PAX5 is a member of the paired box transcription factors involved in development and its expression has been well characterized among hematopoietic malignancies of B-cell lineage. Its expression has also been reported in a subset of neuroendocrine carcinomas, urothelial tumors, Merkel cell carcinoma, glioblastoma, and neuroblastoma cell lines. As such, we sought to assess it as a diagnostic marker in the evaluation of pediatric small round blue cell tumors. Tumors selected for evaluation included embryonal rhabdomyosarcoma (55 cases), alveolar rhabdomyosarcoma (ARMS) (51 cases), neuroblastoma (22 cases), Wilms tumor (18 cases), Ewing Family of Tumors (11 cases), lymphoblastic lymphoma (8 cases), hepatoblastoma (6 cases), and granulocytic sarcoma (3 cases) as either cores in a tissue microarray or whole mount sections. All cases were immunostained using an antibody directed toward PAX5 and immunoreactivity was scored semiquantitatively according to percentage of nuclear staining. As expected, all B-cell lymphoblastic lymphomas were strongly immunoreactive against PAX5. Additionally, all Wilms tumors showed staining of variable intensity, most intensely in the epithelial component. Of the rhabdomyosarcoma cases, 34 of 51 (67%) ARMS were immunoreactive whereas none of the 55 embryonal rhabdomyosarcoma cases stained. No other tumor type on the array was immunoreactive toward PAX5. Genetic information was available on 7 ARMS, 5 of which had characteristic translocations involving PAX genes, either t(2:13) or t(1;13). Of the translocation-positive cases, all showed nuclear reactivity toward PAX5, and both the translocation-negative cases did not. Possible explanations of PAX5 staining include aberrant expression of the PAX5 transcription factor, PAX5 expression in normal tissue at the time the tumors most closely recapitulates in development or crossreactivity with another member of the PAX family. PAX3 and PAX7 fusion genes characterize the majority of ARMS making crossreactivity with these proteins an attractive theory, and suggest that PAX5 immunoreactivity may be specific for translocation-positive ARMS. Further study in a larger series of rhabdomyosarcomas is warranted to assess the sensitivity and specificity of PAX5 immunoreactivity for the ARMS variant.
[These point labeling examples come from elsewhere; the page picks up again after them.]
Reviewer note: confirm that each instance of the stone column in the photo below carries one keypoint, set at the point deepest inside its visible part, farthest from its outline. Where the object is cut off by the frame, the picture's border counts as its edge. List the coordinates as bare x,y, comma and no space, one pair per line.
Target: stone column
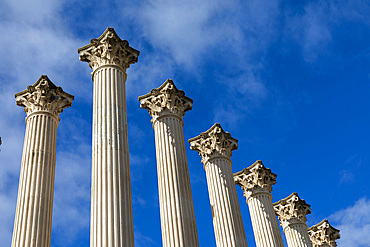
43,102
167,106
215,147
323,234
111,200
256,181
292,213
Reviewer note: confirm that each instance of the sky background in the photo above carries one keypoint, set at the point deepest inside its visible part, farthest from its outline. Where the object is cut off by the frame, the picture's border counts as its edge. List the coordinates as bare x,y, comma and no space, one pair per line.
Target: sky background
289,79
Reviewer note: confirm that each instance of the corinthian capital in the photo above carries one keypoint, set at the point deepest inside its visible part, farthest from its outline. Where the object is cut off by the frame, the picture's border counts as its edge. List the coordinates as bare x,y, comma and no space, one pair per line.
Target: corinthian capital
323,234
292,210
214,142
44,96
166,99
108,49
255,179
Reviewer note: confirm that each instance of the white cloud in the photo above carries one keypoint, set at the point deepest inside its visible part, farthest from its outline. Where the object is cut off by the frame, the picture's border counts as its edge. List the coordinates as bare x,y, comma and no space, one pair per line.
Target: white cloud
354,224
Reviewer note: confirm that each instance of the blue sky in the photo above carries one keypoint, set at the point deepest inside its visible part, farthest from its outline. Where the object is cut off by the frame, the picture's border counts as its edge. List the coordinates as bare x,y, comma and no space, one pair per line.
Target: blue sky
289,79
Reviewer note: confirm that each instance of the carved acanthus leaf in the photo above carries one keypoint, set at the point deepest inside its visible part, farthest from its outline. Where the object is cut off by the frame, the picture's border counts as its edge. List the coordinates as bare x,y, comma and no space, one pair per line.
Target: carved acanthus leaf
108,49
292,210
214,142
323,234
44,96
255,179
166,99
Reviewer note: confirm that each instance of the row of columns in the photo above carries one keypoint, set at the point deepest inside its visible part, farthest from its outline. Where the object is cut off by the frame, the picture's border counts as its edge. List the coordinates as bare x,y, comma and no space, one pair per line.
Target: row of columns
111,201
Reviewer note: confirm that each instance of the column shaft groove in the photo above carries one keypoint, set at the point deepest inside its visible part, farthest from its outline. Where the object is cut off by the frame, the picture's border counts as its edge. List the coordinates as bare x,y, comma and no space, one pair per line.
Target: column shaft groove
175,197
111,200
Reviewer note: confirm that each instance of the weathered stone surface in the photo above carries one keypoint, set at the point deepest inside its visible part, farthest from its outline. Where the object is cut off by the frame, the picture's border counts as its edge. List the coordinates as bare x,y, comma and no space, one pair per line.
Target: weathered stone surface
292,213
43,95
166,100
215,142
255,179
111,199
108,49
43,102
167,106
323,234
215,147
256,182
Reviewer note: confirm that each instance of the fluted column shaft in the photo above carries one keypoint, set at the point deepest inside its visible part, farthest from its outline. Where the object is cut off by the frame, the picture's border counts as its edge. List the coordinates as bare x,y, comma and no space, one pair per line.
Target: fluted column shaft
215,146
167,106
43,102
265,226
297,235
175,197
32,226
227,219
111,202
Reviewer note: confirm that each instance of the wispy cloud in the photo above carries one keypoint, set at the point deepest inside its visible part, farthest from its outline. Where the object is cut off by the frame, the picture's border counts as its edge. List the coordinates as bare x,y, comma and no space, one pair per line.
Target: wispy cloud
354,224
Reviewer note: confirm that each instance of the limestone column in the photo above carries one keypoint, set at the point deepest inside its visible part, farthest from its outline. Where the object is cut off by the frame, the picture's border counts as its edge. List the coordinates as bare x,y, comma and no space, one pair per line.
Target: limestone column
167,106
111,200
292,213
323,234
256,181
215,147
43,102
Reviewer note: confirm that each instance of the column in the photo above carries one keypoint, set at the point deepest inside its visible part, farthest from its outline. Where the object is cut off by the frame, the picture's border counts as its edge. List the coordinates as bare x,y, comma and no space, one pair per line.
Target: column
111,200
215,147
323,234
292,213
167,106
256,181
43,102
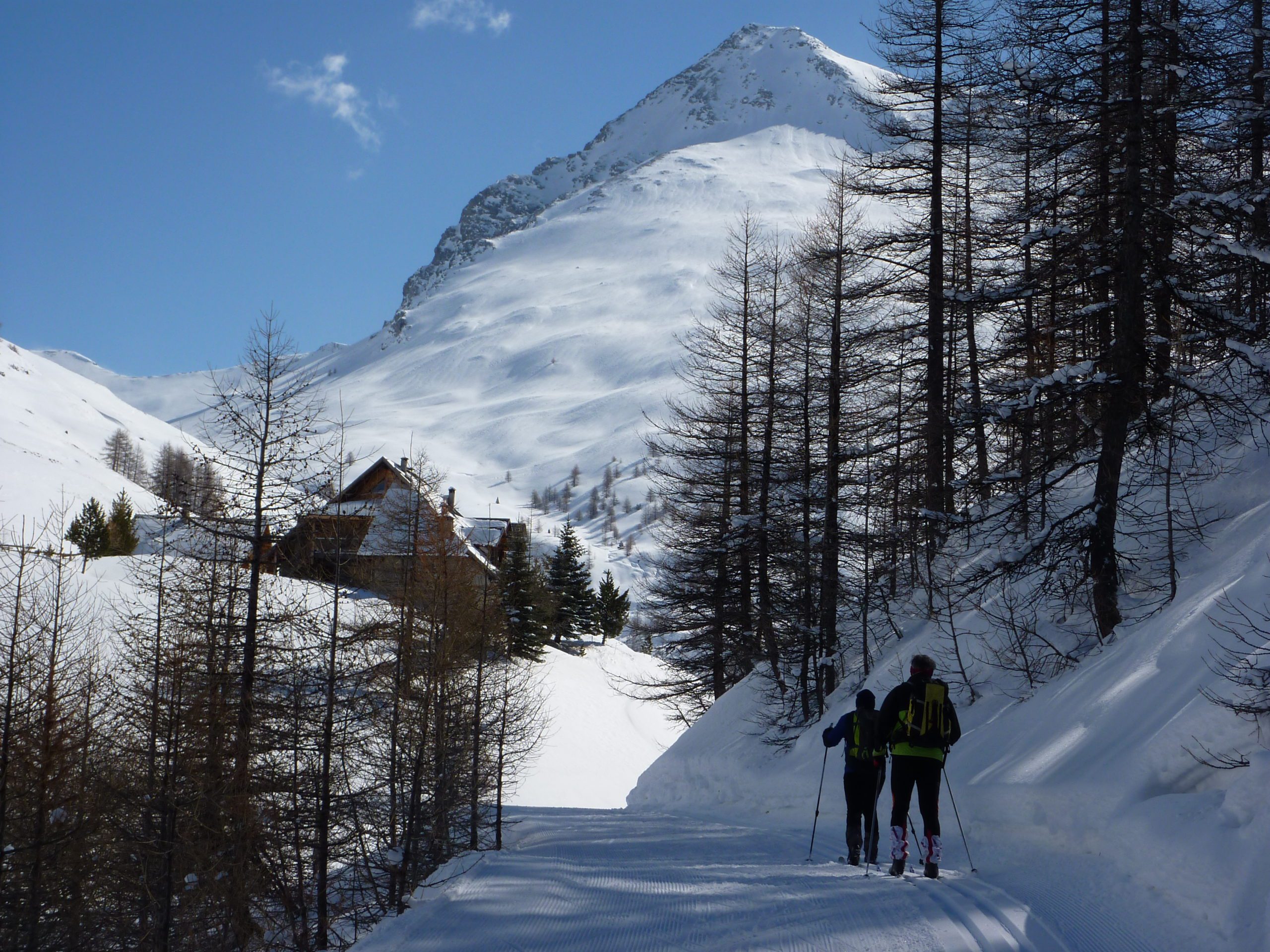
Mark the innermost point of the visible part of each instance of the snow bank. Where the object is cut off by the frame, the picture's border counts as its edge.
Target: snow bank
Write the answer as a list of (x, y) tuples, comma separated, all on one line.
[(599, 740)]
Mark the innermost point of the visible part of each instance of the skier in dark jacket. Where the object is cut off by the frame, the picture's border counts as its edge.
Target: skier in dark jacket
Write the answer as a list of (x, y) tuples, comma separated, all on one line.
[(920, 722), (861, 781)]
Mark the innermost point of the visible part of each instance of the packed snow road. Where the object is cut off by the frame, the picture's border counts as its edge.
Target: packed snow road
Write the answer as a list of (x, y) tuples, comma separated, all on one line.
[(591, 880)]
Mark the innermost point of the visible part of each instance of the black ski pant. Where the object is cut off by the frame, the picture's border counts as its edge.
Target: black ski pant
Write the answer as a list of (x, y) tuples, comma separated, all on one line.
[(863, 789), (922, 772)]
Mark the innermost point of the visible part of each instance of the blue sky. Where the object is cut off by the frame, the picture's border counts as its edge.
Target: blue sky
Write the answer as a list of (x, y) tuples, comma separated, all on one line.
[(167, 171)]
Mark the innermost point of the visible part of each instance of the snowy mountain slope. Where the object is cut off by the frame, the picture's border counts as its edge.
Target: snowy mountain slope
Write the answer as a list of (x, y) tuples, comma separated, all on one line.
[(549, 351), (175, 398), (597, 739), (549, 348), (1081, 797), (758, 78), (53, 427)]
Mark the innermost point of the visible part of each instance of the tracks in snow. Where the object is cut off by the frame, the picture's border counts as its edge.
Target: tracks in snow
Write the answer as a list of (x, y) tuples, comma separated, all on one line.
[(592, 880)]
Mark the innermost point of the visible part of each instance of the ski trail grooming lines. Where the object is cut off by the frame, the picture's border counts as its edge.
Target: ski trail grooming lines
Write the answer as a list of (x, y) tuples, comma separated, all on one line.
[(818, 792)]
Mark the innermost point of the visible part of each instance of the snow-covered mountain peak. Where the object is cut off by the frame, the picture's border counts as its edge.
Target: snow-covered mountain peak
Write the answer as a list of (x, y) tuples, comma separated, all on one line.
[(758, 78)]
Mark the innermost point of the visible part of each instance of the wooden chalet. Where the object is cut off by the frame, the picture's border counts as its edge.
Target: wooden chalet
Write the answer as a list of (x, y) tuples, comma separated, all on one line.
[(382, 526)]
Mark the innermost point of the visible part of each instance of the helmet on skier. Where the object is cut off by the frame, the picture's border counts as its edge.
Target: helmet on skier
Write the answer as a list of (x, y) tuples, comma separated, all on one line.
[(922, 664)]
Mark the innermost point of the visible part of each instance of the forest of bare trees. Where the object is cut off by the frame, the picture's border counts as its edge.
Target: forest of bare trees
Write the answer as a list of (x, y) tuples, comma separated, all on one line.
[(991, 371), (212, 757)]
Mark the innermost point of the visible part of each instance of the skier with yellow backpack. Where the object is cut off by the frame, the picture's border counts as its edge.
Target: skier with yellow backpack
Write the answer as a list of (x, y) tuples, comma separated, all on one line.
[(920, 722)]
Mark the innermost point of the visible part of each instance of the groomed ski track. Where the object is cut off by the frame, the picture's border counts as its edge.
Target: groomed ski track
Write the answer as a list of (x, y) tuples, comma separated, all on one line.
[(591, 880)]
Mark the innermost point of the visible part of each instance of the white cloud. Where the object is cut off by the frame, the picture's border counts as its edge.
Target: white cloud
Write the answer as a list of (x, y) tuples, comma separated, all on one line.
[(323, 87), (461, 14)]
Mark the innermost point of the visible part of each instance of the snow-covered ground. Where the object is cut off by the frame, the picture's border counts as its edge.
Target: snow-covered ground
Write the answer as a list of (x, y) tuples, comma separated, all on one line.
[(1081, 797), (599, 740), (1091, 828), (588, 881), (54, 424), (550, 333)]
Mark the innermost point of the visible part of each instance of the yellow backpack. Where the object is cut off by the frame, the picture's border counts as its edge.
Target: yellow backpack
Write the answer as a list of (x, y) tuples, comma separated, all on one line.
[(926, 726)]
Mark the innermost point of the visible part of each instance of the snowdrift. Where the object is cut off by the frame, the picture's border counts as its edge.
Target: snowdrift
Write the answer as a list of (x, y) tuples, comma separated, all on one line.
[(597, 739), (1082, 800)]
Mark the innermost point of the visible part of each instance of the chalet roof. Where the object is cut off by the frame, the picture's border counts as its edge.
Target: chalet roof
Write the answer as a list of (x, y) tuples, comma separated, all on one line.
[(380, 538)]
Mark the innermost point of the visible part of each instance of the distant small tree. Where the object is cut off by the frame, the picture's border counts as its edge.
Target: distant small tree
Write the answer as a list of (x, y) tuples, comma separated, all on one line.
[(611, 521), (570, 582), (613, 608), (117, 448), (172, 477), (121, 527), (89, 532), (522, 591)]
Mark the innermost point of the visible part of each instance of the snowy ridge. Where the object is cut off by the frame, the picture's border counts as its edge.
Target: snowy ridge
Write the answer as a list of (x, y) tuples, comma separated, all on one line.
[(759, 76), (53, 427), (550, 350)]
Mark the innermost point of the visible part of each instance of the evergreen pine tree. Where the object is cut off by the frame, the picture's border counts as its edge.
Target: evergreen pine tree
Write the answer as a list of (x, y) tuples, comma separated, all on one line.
[(121, 527), (613, 608), (88, 531), (522, 592), (570, 582)]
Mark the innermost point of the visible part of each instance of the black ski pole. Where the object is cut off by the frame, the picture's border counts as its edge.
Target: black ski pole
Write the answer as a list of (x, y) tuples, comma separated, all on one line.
[(873, 826), (953, 800), (818, 792)]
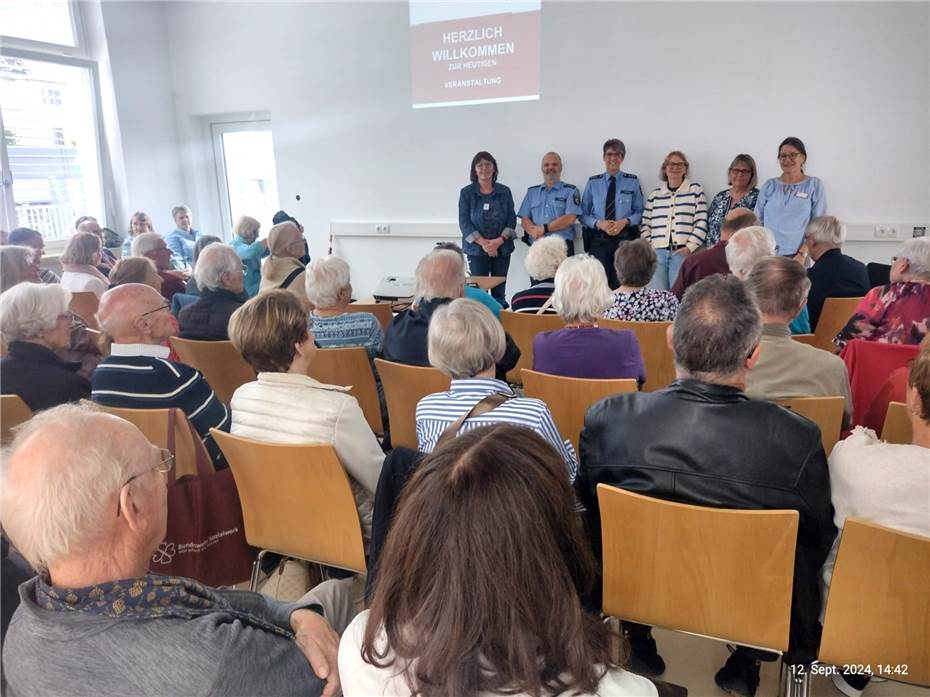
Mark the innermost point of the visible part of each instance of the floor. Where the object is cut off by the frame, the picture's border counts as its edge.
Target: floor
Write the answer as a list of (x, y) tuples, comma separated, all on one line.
[(692, 661)]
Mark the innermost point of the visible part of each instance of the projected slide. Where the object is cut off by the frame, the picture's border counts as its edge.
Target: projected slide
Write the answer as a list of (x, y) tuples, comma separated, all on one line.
[(474, 52)]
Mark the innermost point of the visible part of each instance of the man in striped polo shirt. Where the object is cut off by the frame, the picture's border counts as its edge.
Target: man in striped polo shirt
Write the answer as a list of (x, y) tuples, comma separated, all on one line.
[(138, 374)]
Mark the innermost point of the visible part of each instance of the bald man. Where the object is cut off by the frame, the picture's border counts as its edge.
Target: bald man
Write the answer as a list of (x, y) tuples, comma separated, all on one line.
[(138, 374), (84, 500), (713, 259)]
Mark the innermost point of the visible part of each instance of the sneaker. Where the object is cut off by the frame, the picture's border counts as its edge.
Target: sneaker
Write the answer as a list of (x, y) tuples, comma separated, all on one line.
[(644, 656), (739, 675)]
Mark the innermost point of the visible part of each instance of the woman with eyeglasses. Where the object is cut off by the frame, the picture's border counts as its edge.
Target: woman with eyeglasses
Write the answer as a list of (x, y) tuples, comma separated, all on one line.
[(674, 219), (36, 326), (788, 203), (741, 192)]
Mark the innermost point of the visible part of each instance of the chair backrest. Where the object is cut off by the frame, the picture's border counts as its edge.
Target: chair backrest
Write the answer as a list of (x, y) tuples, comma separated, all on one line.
[(84, 305), (569, 398), (523, 328), (13, 412), (296, 500), (154, 425), (404, 386), (720, 573), (897, 428), (380, 310), (350, 367), (653, 344), (833, 317), (878, 595), (223, 367), (826, 412)]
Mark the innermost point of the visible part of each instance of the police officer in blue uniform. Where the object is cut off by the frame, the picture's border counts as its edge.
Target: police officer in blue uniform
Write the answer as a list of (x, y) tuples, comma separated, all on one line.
[(612, 207), (552, 207)]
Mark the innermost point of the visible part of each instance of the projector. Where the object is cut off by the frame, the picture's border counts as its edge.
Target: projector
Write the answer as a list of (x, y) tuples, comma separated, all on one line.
[(394, 288)]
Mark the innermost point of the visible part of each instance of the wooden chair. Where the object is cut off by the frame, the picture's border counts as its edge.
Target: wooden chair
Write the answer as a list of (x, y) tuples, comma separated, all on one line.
[(653, 344), (154, 425), (826, 412), (84, 305), (523, 328), (380, 310), (569, 398), (897, 428), (404, 386), (222, 365), (350, 367), (878, 609), (719, 573), (296, 501), (13, 412), (833, 317)]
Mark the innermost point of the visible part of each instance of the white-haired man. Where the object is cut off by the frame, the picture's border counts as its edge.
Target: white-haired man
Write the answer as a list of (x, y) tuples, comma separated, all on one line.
[(88, 513), (220, 276)]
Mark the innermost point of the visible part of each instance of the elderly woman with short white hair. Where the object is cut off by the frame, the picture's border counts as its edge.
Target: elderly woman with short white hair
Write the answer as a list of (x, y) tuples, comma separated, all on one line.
[(219, 274), (542, 261), (582, 349), (36, 324), (329, 289), (466, 342)]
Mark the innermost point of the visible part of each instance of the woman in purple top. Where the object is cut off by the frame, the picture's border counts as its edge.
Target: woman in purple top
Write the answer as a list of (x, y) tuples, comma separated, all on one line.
[(582, 349)]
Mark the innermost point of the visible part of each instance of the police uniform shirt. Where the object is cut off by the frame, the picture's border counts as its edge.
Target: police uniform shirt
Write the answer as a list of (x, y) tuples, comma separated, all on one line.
[(544, 205), (629, 199)]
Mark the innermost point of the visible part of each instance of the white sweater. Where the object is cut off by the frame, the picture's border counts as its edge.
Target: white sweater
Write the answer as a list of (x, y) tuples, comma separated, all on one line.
[(291, 408), (360, 679)]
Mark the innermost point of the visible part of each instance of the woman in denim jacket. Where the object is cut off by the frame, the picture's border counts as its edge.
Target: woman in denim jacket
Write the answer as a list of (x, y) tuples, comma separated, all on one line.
[(487, 220)]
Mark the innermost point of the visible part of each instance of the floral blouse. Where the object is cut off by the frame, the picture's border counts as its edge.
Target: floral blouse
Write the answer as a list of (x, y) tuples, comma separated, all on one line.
[(643, 305), (718, 209), (898, 313)]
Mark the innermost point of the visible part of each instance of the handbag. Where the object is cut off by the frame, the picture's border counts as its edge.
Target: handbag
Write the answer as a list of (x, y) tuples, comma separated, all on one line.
[(205, 536)]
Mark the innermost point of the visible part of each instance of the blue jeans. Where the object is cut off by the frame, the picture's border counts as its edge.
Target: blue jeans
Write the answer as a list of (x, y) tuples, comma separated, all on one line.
[(483, 265), (667, 266)]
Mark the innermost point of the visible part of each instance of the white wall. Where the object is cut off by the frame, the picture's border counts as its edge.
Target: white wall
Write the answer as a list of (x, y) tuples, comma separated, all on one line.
[(713, 79)]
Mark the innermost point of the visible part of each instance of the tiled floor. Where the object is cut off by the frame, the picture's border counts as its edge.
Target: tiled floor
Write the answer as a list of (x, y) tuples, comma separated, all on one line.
[(692, 662)]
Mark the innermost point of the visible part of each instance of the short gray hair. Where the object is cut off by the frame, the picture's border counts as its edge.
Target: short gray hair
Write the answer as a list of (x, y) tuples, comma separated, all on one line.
[(780, 285), (545, 257), (826, 229), (464, 339), (917, 253), (440, 274), (716, 328), (746, 247), (28, 310), (215, 260), (57, 511), (145, 243), (324, 279), (581, 291)]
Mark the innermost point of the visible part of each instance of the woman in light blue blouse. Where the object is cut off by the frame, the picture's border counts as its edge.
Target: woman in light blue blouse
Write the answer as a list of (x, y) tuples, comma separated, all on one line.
[(787, 204)]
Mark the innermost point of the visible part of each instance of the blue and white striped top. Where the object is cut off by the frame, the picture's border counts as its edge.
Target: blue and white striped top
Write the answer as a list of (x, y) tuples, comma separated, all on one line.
[(438, 411)]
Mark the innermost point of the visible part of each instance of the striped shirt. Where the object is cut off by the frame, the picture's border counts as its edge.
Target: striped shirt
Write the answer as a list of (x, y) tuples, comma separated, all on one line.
[(438, 411), (675, 218), (139, 376)]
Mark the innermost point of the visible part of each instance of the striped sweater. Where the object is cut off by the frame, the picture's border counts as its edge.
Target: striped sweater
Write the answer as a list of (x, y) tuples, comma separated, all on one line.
[(682, 213), (138, 376)]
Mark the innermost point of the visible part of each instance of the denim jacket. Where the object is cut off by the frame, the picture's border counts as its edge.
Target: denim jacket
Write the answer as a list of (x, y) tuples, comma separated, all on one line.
[(491, 215)]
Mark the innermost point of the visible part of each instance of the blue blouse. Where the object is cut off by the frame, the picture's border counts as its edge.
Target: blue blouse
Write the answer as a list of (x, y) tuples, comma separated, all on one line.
[(489, 215), (786, 209)]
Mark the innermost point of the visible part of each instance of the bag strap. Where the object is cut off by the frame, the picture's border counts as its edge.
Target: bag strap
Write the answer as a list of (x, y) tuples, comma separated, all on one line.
[(486, 404)]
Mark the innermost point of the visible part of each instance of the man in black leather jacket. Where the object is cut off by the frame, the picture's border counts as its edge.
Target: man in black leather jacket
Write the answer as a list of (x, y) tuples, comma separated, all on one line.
[(703, 441)]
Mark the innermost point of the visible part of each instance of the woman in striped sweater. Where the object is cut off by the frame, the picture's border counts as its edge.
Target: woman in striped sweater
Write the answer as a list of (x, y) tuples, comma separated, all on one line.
[(674, 219)]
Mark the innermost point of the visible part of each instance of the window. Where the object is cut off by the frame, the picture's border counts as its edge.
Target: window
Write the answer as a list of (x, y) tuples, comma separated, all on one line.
[(50, 136)]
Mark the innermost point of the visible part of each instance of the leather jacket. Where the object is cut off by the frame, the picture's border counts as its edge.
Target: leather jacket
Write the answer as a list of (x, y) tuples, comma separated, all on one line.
[(710, 445)]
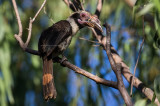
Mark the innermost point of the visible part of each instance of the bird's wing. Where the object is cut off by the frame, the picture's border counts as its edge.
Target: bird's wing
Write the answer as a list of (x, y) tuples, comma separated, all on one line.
[(53, 36)]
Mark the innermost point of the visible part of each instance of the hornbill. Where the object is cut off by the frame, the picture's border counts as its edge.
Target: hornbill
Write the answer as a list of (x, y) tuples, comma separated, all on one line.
[(54, 41)]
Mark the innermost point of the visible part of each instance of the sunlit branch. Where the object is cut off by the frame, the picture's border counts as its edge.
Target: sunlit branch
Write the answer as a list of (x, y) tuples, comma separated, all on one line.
[(116, 68)]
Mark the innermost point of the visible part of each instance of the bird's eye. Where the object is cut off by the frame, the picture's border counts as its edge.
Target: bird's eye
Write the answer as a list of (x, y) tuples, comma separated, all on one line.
[(83, 15)]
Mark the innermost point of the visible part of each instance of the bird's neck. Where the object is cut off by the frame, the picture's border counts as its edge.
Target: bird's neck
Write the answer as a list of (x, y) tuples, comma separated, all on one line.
[(74, 25)]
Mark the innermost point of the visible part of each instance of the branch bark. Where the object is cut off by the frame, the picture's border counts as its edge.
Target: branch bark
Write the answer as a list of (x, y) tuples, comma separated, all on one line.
[(116, 68)]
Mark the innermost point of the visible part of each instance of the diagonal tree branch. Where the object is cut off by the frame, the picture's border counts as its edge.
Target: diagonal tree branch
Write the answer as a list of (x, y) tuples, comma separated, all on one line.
[(116, 68), (125, 69), (137, 58)]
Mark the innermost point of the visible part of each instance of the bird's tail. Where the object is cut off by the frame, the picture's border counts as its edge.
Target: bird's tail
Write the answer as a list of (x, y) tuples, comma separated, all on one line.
[(49, 90)]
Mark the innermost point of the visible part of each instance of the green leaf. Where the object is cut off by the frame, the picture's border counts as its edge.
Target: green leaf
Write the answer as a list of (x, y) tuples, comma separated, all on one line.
[(145, 9)]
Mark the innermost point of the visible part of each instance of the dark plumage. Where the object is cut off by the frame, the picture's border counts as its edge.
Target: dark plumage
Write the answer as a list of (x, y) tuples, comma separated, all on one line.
[(54, 41)]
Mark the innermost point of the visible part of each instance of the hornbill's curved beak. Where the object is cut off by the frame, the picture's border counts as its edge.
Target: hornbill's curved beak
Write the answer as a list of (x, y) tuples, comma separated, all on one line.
[(92, 21)]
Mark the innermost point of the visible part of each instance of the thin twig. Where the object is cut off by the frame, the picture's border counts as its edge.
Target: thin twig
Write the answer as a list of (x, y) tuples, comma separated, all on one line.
[(82, 38), (116, 68), (18, 18), (137, 60)]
PAX5是配对盒转录因子家族的成员,参与细胞发育过程,其在B细胞系造血系统恶性肿瘤中的表达已得到充分研究。据报道,它也在一部分神经内分泌癌、尿路上皮肿瘤、默克尔细胞癌、胶质母细胞瘤和成神经细胞瘤细胞系中表达。因此,我们试图评估其作为小儿小圆蓝细胞肿瘤诊断标志物的价值。用于评估的肿瘤包括胚胎性横纹肌肉瘤(55例)、肺泡状横纹肌肉瘤(ARMS)(51例)、神经母细胞瘤(22例)、肾母细胞瘤(18例)、尤因家族性肿瘤(11例)、淋巴细胞性淋巴瘤(8例)、肝母细胞瘤(6例)和粒细胞肉瘤(3例),这些肿瘤均以组织芯片的核心或整装切片形式进行研究。所有病例均使用针对PAX5的抗体进行免疫染色,并根据核染色百分比进行半定量评分。正如预期的那样,所有B细胞淋巴细胞性淋巴瘤对PAX5均呈强免疫反应性。此外,所有肾母细胞瘤均显示出不同强度的染色,在上皮成分中染色最强。在横纹肌肉瘤病例中,51例ARMS中有34例(67%)呈免疫反应性,而55例胚胎性横纹肌肉瘤病例均未染色。芯片上的其他肿瘤类型对PAX5均无免疫反应性。7例ARMS有基因信息,其中5例有涉及PAX基因的特征性易位,即t(2;13)或t(1;13)。在易位阳性病例中,所有病例均显示对PAX5的核反应性,而两个易位阴性病例则未显示。PAX5染色的可能解释包括PAX5转录因子的异常表达、肿瘤在发育过程中最接近正常组织时PAX5在正常组织中的表达或与PAX家族另一成员的交叉反应。PAX3和PAX7融合基因是大多数ARMS的特征,与这些蛋白的交叉反应是一个有吸引力的理论,并表明PAX5免疫反应性可能对易位阳性的ARMS具有特异性。有必要对更多系列的横纹肌肉瘤进行进一步研究,以评估PAX5免疫反应性对ARMS变异型的敏感性和特异性。